DIR income to which withholding tax applies (and some DIR income expressly exempted from withholding tax) is generally rendered 'non-assessable' and 'non-exempt' income, meaning it is not included in the calculation of the recipient's 'taxable income', hence not included in an Income Tax Return, and does not form part of any income tax 'assessment'.
Withholding tax is due and payable at the expiration of 21 days after the end of the month in which the DIR recipient derived the DIR income. However, when a DIR payer withholds an amount the DIR recipient is automatically credited that amount against their Withholding Tax liability, regardless whether the DIR payer remits the withheld amount to the ATO or not.

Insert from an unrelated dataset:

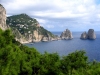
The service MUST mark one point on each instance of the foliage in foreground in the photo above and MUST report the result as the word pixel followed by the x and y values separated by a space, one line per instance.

If the DIR payer fails to withhold, the DIR recipient is still liable to the ATO for the underlying Withholding Tax. The Withholding Tax is due and payable at the expiration of 21 days after the end of the month in which the DIR recipient derived the DIR.
A payer's obligation to withhold from interest or a royalty subsists even if the income is not actually paid over to the recipient but is reinvested, accumulated, capitalized, carried to any reserve, sinking fund or insurance fund however designated, or otherwise dealt with on behalf of the recipient or as the recipient directs. Examples include interest due and payable but capitalized on a loan that is rolled over for a further term, and royalties payable monthly but held over until year's end.
A person is deemed to have received an amount of ordinary income as soon as it is applied or dealt with in any way on the person's behalf or as it directs.
The PAYG rules require a DIR payer to withhold from a payment if according to the payer's records relating to the DIR transaction the shareholder or other recipient has an address outside Australia. An entity in Australia receiving a DIR payment on behalf of a foreign resident must also withhold (TAA 1953 Sch 1 Subdivision 12-F).
As you are a non-resident, the income you receive from the project is non-assessable, non-exempt income; the project is not being carried on for a taxable purpose. Accordingly, you are not entitled to a deduction for expenses incurred in conducting a feasibility study.